Acute neuroimmune stimulation impairs verbal memory in adults: A PET brain imaging study

Eric A Woodcock a, Ansel T Hillmer a,b, Christine M Sandiego c, Paul Maruff d, Richard E Carson b, Kelly P Cosgrove a,b,1, Robert H Pietrzak a,e
PMCID: PMC7749814  NIHMSID: NIHMS1637254  PMID: 33002632

Abstract

Psychiatric and neurologic disorders are often characterized by both neuroinflammation and cognitive dysfunction. To date, however, the relationship between neuroinflammation and cognitive dysfunction remains understudied in humans. Preclinical research indicates that experimental induction of neuroinflammation reliably impairs memory processes. In this paradigm development study, we translated those robust preclinical findings to humans using positron emission tomography (PET) imaging with [11C]PBR28, a marker of microglia, and lipopolysaccharide (LPS), a potent neuroimmune stimulus. In a sample of 18 healthy adults, we confirmed our previous findings that LPS administration increased whole-brain [11C]PBR28 availability by 3150%, demonstrating a robust neuroimmune response (Cohen’s ds>1.6). We now show that LPS specifically impaired verbal learning and recall, hippocampal memory processes, by 11% and 22%, respectively (Cohen’s ds>0.9), but did not alter attention, motor, or executive processes.
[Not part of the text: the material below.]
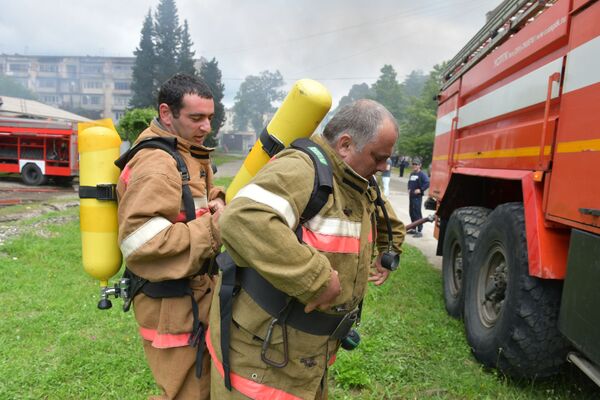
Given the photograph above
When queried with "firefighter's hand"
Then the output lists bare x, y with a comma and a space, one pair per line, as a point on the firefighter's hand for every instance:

The LPS-induced increase in [11C]PBR28 binding was correlated with significantly greater decrements in verbal learning performance in the hippocampus (r=−0.52, p=.028), putamen (r=−0.50, p=.04), and thalamus (r=−0.55, p=.02). This experimental paradigm may be useful in investigating mechanistic relationships between neuroinflammatory signaling and cognitive dysfunction in psychiatric and neurologic disorders. It may also provide a direct approach to evaluate medications designed to rescue cognitive deficits associated with neuroinflammatory dysfunction.
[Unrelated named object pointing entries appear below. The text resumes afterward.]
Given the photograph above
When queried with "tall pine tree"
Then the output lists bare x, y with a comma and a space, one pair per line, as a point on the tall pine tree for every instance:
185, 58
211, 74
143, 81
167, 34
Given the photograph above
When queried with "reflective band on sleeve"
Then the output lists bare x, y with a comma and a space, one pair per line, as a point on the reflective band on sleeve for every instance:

Keywords: neuroinflammation, hippocampus, verbal memory, PBR28, microglia

Introduction

Aberrant neuroimmune signaling is implicated in cognitive dysfunction that is characteristic of both neurologic (e.g., Alzheimer’s disease) and psychiatric (e.g., major depression) disorders (McAfoose and Baune, 2009). However, these relationships are complex and clinical investigations conducted to date have been limited, perhaps due to the absence of human experimental models. Lipopolysaccharide (LPS) administration produces a robust proinflammatory response, which can be quantified using positron emission tomography (PET) imaging with [11C]PBR28, a radiotracer that binds the 18kDa translocator protein (TSPO), a marker found primarily in microglia, but also present in endothelial cells, neurons, and astrocytes (Hannestad et al., 2012; Hillmer et al., 2017; Sandiego et al., 2015; Tournier et al., 2019). LPS administration increases proinflammatory cytokine/chemokine levels (Sandiego et al., 2015), upregulates brain TSPO availability (Hannestad et al., 2012; Sandiego et al., 2015), and activates microglia (Hannestad et al., 2012; Tournier et al., 2019). Using fluorescence-activated cell sorting and TSPO imaging, Tournier and colleagues showed that the cellular source of LPS-induced TSPO increase was microglial proliferation and that TSPO binding did not change in neurons, astrocytes, or endothelial cells after LPS (Tournier et al., 2019). Whereas LPS-induced neuroimmune stimulation reliably impairs cognitive function in animals, especially hippocampal memory processes (Jo et al., 2001); the extent to which these brain-behavior relationships translate to humans is not known.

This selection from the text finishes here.